# Help on deciding which visa to get



## DanyLucky7 (Apr 6, 2011)

Hey there everyone,

Let me give you a brief explanation of my motives as of why i want to consider a move to the USA, and my background. From there, hopefully, i will get an accurate answer from someone that either has been there or knows exactly what they are talking about! 

I earned a diploma from a college in Quebec, in the tourism industry. I worked for a year and a half at an airline counselidator, dealing with various airlines contracts and what nots, to end up to work in a specific airline company, which is Air Inuit. If it were Delta, AA, US, UA or whatever it could have made my application smoother, but i'll do with what i have currently and really, any options is a possibility. So that covers my scholarity and my work experience.

I met a girl 2 and a half years ago, she is currently studying in Louisiana. She has 3 more years to go, so the idea was i go down there to work "temporarly" for about 2 years, cause i know the visa can sometimes be a long process, and after her school, she'd come up in Canada with me, or we could see from there if i make it to our first idea.

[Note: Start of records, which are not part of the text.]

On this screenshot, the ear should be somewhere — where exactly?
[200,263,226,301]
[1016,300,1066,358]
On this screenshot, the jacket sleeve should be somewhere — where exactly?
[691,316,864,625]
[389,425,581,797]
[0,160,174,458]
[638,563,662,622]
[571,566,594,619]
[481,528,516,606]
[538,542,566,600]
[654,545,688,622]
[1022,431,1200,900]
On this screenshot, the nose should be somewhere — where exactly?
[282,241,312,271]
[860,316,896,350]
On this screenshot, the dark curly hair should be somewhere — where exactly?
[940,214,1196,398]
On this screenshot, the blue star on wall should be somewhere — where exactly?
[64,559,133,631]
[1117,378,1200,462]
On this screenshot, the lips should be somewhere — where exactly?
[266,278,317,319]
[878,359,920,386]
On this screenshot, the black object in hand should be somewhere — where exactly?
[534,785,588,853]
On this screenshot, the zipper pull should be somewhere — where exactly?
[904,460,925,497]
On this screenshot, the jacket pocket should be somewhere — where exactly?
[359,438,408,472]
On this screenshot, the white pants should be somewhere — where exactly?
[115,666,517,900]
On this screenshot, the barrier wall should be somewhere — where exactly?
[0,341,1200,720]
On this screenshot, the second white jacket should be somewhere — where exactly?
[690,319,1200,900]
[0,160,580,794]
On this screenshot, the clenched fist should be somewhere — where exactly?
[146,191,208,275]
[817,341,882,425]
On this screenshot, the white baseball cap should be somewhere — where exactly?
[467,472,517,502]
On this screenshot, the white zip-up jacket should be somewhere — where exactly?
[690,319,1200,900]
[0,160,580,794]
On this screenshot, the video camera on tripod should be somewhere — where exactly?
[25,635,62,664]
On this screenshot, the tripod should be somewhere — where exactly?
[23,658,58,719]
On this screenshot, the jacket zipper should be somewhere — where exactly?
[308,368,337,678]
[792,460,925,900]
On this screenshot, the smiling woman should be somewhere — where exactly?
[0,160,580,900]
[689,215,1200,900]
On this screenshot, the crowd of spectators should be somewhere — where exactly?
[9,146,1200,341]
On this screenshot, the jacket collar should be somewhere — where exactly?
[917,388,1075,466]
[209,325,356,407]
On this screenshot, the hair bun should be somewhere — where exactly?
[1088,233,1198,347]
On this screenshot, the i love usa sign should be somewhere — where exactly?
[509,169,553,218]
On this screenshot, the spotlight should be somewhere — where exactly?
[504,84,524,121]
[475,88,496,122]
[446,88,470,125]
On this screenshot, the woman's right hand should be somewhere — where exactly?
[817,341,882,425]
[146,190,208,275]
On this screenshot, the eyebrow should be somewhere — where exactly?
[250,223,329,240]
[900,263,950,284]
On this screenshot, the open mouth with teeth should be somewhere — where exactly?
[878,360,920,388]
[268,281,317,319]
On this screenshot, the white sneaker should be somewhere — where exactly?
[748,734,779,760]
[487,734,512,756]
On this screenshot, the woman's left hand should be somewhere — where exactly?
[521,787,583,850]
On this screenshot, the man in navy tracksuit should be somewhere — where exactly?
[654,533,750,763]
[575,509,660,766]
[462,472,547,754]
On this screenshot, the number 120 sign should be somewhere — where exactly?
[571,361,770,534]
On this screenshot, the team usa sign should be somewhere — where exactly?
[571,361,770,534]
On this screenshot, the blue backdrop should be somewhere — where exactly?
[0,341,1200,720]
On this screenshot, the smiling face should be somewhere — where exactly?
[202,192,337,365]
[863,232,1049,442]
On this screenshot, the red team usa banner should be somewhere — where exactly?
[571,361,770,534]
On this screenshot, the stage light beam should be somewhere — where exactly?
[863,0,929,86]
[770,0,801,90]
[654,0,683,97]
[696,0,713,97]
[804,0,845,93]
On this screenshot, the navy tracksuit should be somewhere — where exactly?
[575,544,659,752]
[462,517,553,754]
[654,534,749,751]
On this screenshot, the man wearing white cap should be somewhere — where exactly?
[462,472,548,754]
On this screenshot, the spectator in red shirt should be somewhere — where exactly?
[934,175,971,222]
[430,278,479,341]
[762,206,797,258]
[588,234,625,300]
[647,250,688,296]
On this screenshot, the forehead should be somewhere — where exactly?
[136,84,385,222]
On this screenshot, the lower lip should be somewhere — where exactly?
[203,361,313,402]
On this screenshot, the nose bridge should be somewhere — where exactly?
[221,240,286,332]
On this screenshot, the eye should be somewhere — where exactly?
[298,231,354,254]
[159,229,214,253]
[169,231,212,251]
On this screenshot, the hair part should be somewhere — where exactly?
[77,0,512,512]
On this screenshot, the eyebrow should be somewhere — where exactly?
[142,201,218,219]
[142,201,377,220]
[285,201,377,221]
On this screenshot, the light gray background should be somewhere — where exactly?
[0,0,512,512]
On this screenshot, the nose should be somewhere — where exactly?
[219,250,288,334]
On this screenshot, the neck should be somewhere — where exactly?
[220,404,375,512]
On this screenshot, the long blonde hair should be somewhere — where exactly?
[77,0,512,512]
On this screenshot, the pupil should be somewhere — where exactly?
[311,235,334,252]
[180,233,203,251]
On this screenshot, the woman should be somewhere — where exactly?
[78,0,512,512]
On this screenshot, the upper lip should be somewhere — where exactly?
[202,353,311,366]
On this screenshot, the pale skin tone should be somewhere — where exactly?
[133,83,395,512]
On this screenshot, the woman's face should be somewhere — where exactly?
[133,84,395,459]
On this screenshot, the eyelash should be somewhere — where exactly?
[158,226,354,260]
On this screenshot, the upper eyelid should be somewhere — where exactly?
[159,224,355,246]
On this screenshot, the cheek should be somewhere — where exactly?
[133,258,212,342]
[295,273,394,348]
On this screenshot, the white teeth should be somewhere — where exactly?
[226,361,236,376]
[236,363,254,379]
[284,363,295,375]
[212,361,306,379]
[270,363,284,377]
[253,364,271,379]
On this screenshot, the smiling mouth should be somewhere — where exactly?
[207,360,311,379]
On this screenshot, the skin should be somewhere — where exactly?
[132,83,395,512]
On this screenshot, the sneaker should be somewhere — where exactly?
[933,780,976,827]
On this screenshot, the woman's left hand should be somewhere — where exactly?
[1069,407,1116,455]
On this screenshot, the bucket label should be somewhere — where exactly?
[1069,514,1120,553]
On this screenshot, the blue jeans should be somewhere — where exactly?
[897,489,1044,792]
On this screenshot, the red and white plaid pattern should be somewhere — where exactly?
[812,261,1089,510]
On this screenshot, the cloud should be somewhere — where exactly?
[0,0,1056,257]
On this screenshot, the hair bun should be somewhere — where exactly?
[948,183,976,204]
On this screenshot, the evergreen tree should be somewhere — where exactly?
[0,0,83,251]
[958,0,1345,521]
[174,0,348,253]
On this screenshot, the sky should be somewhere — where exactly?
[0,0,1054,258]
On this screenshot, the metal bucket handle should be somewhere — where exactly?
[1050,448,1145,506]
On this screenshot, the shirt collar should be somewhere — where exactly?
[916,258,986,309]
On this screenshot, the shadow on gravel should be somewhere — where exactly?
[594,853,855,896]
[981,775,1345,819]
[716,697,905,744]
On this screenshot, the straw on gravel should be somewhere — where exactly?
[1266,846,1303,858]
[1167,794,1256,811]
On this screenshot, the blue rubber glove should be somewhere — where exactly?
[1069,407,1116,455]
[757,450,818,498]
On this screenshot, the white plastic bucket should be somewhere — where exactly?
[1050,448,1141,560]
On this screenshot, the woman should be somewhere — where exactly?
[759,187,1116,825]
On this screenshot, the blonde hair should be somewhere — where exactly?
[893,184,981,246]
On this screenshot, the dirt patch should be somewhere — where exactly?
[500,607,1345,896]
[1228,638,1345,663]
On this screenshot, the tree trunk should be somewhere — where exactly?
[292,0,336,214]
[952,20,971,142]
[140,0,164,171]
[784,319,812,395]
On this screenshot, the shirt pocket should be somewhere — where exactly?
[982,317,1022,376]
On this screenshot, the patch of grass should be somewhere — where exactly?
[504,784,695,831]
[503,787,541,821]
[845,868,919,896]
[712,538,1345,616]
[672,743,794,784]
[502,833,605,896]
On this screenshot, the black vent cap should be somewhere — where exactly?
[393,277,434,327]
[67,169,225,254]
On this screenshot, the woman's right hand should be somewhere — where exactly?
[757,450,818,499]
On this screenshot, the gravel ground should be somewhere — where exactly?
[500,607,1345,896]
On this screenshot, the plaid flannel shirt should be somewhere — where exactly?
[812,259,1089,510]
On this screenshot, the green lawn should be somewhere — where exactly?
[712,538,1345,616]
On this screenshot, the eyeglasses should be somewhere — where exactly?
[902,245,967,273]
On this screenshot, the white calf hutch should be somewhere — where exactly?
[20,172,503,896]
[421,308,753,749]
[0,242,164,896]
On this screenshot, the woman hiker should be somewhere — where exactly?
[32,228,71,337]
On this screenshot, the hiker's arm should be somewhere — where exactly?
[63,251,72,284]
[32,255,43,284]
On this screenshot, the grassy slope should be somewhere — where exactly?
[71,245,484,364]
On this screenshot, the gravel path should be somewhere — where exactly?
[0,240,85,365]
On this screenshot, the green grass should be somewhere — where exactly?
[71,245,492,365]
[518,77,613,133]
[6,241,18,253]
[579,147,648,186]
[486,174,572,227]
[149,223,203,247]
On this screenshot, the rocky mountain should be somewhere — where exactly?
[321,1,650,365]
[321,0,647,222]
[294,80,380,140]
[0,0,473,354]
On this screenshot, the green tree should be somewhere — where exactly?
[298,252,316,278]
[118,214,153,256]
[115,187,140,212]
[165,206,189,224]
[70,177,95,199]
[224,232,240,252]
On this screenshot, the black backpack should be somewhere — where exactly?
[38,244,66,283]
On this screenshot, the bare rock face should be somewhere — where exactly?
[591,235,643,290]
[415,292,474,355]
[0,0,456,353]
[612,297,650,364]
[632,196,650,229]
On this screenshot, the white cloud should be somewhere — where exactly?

Secondly, we considered spouse visa. But with her being a school, that's really a plan B. I'm willing to try anything at this point, to get a 6 months work visa, that i can renew. 

I tried to reach 2 different embassies regarding my questions, the one in Montreal required me to e-mail which i did, to reply in said e-mail to book an appointment, which i will once i know the exact visa i'm aiming for. I tried to reach the Dallas embassy (it covers the Louisiana territory) with no success, i'm still awaiting a response.

What should i do? I'm willing to go to war! Thanks in advance for your input, it will greatly be appreciated and hopefully helpful!

Dany


----------



## twostep (Apr 3, 2008)

Your willingness is not a factor when it comes to US immigration.
Yes marriage would be the easiest solution. By the time she will graduate you will have your US citizenship and are free to travel/work in CA and US.
There is no 6 months renewable work visa.
a) US embassies are not visa counseling agencies. b) There is no US embassy in the US. 

Here is the official link to NAFTA and TN which is specific for Canadian citizens. Go through it then post specific questions. Visas for Mexican and Canadian NAFTA Professional Workers


----------



## DanyLucky7 (Apr 6, 2011)

Thanks a lot, hopefully, i will find my fit. 

Also, could you give me a brief step by step of what needs to be done, so i don't do it sloppy ?


----------



## Weebie (Sep 16, 2009)

get married or you have no chance of getting into America.


----------



## DanyLucky7 (Apr 6, 2011)

Weebie said:


> get married or you have no chance of getting into America.


Exactly what we're going to do next year, as my career isn't in the NAFTA list and US employers only sponsor if there is absolutely not a single American willing to do the job.

We wanted to anyways, i was hoping on getting there a bit faster  But we will do what we gotta do


----------



## twostep (Apr 3, 2008)

DanyLucky7 said:


> Exactly what we're going to do next year, as my career isn't in the NAFTA list and US employers only sponsor if there is absolutely not a single American willing to do the job.
> 
> We wanted to anyways, i was hoping on getting there a bit faster  But we will do what we gotta do


US employers can only sponsor if the position CANNOT be filled by someone who can legally work in the US and they have to provide proof that all efforts have been exhausted. It has nothing to do with Americans or willing to do the job.


----------